The most valuable possession you can own is an open heart. The most powerful weapon you can be is an instrument of peace. (Carlos Santana, musician)

I don’t take breathing for granted—not after a two-month fight with asthma and bronchial issues. Then I broke my hand and the complications escalated. My second book in the Star League Chronicles, Stinky, Rotten Threats, came out.

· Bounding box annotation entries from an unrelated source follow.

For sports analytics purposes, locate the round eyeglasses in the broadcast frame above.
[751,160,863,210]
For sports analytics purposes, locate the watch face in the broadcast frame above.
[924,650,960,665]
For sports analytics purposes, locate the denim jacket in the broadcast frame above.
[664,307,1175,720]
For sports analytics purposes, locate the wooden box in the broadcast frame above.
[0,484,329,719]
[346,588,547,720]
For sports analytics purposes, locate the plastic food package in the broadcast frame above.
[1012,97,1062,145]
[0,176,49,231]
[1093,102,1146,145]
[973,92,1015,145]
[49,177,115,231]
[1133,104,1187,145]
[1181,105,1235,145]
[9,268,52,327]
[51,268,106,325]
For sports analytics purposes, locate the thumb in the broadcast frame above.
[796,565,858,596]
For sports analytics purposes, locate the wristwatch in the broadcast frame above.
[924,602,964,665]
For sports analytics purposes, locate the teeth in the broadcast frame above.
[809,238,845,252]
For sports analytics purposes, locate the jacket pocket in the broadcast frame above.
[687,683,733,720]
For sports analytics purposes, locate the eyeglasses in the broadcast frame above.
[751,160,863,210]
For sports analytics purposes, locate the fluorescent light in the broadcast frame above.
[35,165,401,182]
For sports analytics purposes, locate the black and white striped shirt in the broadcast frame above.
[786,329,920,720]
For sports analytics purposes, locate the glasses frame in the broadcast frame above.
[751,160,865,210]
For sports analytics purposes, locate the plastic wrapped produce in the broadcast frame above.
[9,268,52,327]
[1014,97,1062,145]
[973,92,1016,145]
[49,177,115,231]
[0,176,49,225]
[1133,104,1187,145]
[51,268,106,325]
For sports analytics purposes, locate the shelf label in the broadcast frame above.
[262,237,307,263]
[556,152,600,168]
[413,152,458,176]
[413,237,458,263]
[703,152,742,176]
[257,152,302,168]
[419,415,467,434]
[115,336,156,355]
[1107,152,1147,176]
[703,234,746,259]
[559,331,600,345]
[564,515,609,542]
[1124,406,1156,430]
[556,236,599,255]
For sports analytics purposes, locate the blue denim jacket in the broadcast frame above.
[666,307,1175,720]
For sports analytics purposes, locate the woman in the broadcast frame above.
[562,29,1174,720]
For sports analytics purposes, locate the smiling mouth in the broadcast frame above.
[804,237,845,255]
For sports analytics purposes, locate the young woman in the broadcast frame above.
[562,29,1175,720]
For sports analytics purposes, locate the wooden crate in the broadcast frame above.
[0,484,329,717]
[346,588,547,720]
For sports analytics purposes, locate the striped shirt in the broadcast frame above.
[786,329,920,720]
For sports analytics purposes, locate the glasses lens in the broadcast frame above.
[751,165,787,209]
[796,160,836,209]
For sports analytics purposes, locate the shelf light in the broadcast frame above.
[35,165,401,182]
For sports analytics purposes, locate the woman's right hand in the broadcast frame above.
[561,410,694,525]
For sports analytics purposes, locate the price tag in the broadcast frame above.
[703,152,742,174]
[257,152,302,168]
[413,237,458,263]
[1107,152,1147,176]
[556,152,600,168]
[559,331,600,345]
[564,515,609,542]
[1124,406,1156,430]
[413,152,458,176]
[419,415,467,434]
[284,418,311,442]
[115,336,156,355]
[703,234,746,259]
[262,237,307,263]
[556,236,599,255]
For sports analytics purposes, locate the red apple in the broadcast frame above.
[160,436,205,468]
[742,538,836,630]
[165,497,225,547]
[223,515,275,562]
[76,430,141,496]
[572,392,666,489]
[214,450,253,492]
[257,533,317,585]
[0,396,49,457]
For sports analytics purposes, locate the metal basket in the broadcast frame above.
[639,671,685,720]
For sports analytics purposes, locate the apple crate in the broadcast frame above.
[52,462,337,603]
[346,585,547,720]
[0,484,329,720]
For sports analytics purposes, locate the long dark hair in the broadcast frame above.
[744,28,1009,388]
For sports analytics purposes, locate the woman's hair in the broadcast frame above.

While my hand was in a brace, a pen could have been a foreign object. For weeks after my hand was freed, I wrote with a strayed moth-like path across the page. Typing wasn’t much better, slower, yet possible. My twisted middle finger crossed over my ring and little finger.

I continue with occupational therapy to correct the problem. My handwriting is legible. Pain is minimal.

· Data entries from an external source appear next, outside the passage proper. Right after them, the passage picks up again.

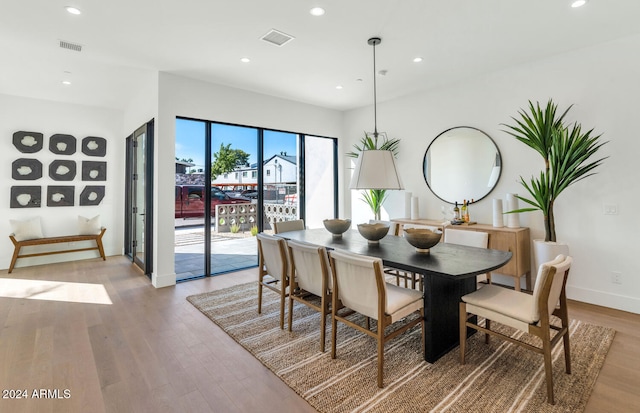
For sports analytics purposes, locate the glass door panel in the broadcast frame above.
[304,136,338,228]
[132,125,147,269]
[175,119,206,281]
[262,130,301,231]
[210,123,259,275]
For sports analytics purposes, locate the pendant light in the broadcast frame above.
[349,37,404,189]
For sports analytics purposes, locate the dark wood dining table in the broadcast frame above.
[278,228,512,363]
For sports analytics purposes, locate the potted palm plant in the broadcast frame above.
[347,132,400,220]
[503,99,607,266]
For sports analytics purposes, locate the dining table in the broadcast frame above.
[278,228,512,363]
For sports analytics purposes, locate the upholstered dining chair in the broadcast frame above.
[460,255,572,404]
[273,219,304,234]
[329,250,424,388]
[256,233,289,329]
[444,227,491,284]
[287,240,332,353]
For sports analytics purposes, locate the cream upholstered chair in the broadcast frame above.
[287,240,332,352]
[329,250,424,387]
[460,255,572,404]
[257,233,289,329]
[444,227,491,284]
[273,219,304,234]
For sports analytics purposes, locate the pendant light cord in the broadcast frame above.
[373,42,378,140]
[367,37,382,148]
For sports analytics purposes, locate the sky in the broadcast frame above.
[176,119,297,167]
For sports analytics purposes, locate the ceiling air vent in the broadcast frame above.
[60,40,82,52]
[260,29,294,46]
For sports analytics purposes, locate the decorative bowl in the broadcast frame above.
[322,218,351,238]
[404,228,442,253]
[358,223,389,244]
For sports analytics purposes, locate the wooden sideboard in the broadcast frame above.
[392,218,532,291]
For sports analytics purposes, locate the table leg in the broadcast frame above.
[423,274,476,363]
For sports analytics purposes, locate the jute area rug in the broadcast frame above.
[187,283,615,413]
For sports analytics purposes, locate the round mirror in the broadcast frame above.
[422,126,502,204]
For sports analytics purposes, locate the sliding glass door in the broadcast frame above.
[125,121,153,275]
[175,118,337,281]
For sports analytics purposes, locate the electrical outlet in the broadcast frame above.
[611,271,622,285]
[604,204,618,215]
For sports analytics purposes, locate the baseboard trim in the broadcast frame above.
[567,285,640,314]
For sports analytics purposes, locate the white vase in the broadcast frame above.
[533,239,569,275]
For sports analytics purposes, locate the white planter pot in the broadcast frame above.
[533,239,569,275]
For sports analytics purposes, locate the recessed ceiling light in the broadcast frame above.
[65,6,82,15]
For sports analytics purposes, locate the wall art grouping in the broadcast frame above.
[10,131,107,208]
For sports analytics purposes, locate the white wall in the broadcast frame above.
[343,37,640,313]
[152,73,342,287]
[0,95,125,268]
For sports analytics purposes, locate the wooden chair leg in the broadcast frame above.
[542,333,555,404]
[320,298,327,353]
[562,330,571,374]
[280,283,285,330]
[331,308,338,359]
[7,245,20,274]
[378,328,384,388]
[458,302,467,364]
[288,295,293,331]
[484,318,491,344]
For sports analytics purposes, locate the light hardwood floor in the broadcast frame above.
[0,257,640,413]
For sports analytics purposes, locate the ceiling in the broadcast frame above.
[0,0,640,110]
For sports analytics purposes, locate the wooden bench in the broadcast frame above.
[9,228,107,273]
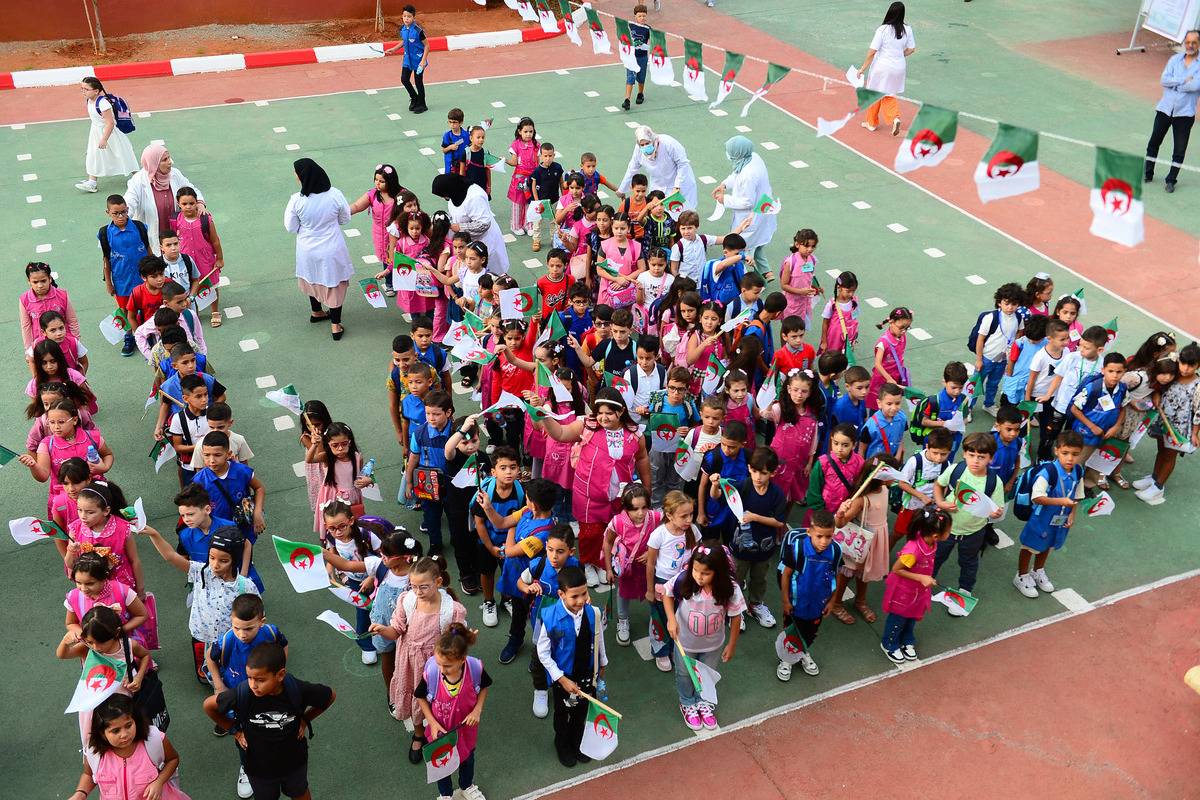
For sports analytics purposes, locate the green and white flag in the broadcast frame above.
[1091,148,1146,247]
[742,64,792,116]
[683,38,708,101]
[266,384,304,416]
[708,50,745,108]
[976,122,1042,203]
[649,28,674,86]
[893,103,959,173]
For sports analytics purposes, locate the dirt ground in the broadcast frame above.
[0,5,524,72]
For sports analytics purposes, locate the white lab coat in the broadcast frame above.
[617,133,696,209]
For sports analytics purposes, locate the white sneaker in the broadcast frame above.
[1013,575,1038,600]
[533,688,550,720]
[1032,570,1054,594]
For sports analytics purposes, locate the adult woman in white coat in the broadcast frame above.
[713,136,779,281]
[858,2,917,136]
[283,158,354,342]
[617,125,696,209]
[125,144,204,255]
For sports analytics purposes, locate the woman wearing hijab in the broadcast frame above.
[617,125,696,209]
[431,175,509,275]
[713,136,779,281]
[125,144,204,255]
[283,158,354,342]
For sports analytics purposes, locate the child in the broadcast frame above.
[775,509,841,681]
[1013,431,1084,600]
[779,228,821,330]
[866,306,912,411]
[538,566,608,766]
[204,642,337,800]
[880,507,945,664]
[932,431,1004,616]
[96,194,150,357]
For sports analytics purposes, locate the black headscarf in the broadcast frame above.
[431,175,470,205]
[292,158,334,197]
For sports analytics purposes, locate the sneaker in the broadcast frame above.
[533,688,550,720]
[1013,575,1038,600]
[679,705,704,730]
[750,603,775,627]
[1033,570,1054,594]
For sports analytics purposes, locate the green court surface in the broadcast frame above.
[0,67,1198,798]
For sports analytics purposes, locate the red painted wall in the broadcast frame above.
[0,0,479,42]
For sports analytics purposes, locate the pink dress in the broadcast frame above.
[388,590,474,735]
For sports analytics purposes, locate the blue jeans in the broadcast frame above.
[883,614,917,652]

Now, as I drive in the rain I wonder what to do next. Each day I missed allowed my work to get lost among the grand onslaught of well-known-first-to-be picked publications, then independent press and self-published books.

In my new fantasy, Chase and his friends face evil capable of destroying their magic woods and killing their leader. The kids don’t give up; they can’t. And, of course, as the writer, I saw snags appear along my way—like a computer that turned itself off as I finished final edits the day before my deadline. The gosh-darned-electronic-device erased a whole slew of edits.

No, I didn’t take that incident as a quit-while-you-can prophecy. I understood it as a challenge. (After a few cleansing yet non-repeatable expletives) Can I do the same with my health issues?

I begin the uphill drive home when I see a woman walking with a cane in the downpour. If only I had Star League powers… Maybe magic tools don’t exist in real life, but I do have an umbrella. And several more at home. I pull over and call to the woman, offer protection from the deluge, albeit late. Her hair hangs drenched in her face.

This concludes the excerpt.